This paper compared new error innovation distribution in estimating volatility models. A new error innovation distribution called Exponentiated Generalized skewed student t distribution (EGSSTD) was developed and compared with the existing error distributions using an empirical dataset of daily returns of Nigeria Stock Exchange (NSE) index return from 2007 to 2017. The result of the stationarity Statistic shows that the data is stationary without transformation while the ARCH effect statistic using ADF statistic shows the presence of heteroscedasticity. The estimate of the volatility models were significant with probability values at 0.01 for the new error distribution and the existing distributions.
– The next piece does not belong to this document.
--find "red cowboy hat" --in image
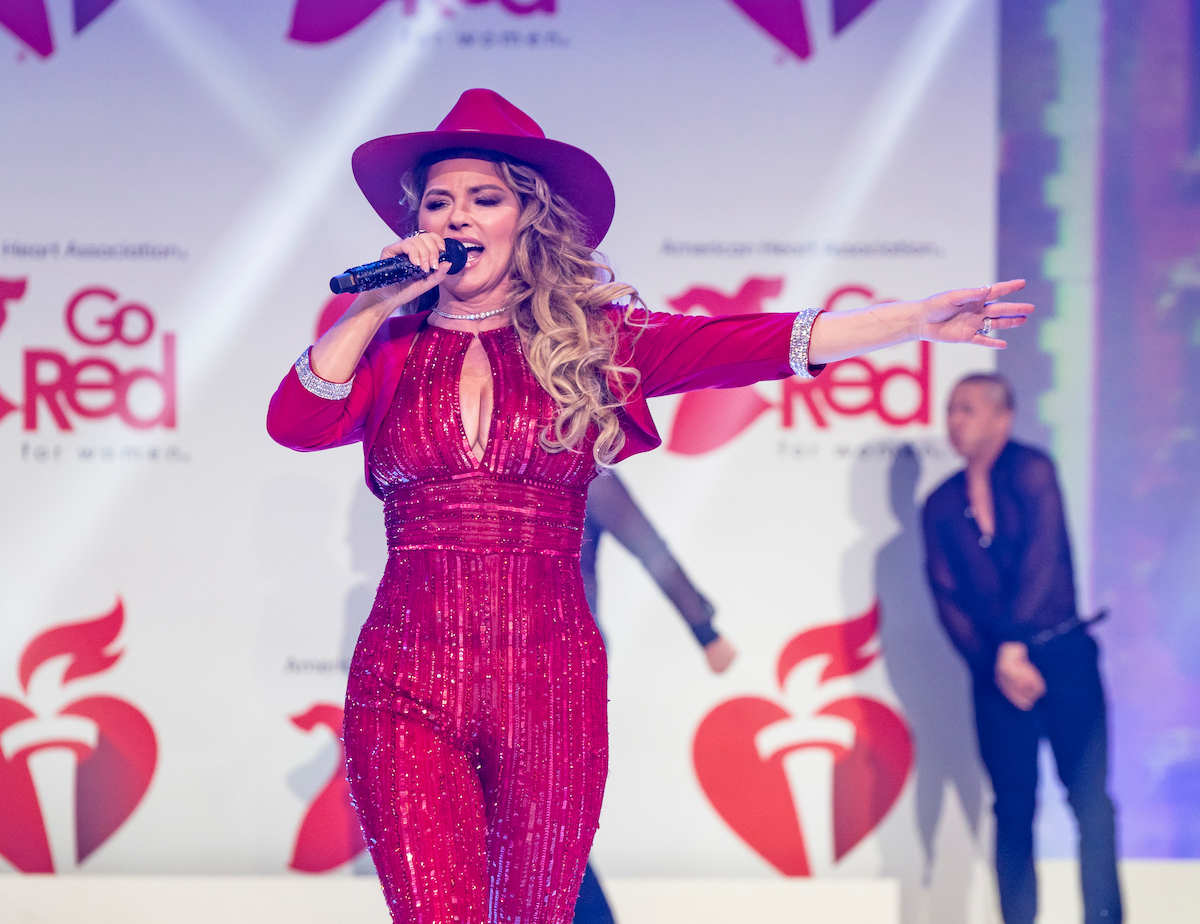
[350,90,617,247]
The results obtained show that GARCH (1, 1) with EGSSTD error distribution performed better than the other models having the least AIC value. In terms of forecasting performance, GARCH (1, 1) with ESSTD error distribution outperformed other volatility models and error distributions with the least RSME.
Digital Object Identifier (DOI)
Agboola, Samson; Garba Dikko, Hussaini; and Ebenezer Asiribo, Osebekwin
"On A New Exponentiated Error Innovation Distributions: Evidence of Nigeria Stock Exchange,"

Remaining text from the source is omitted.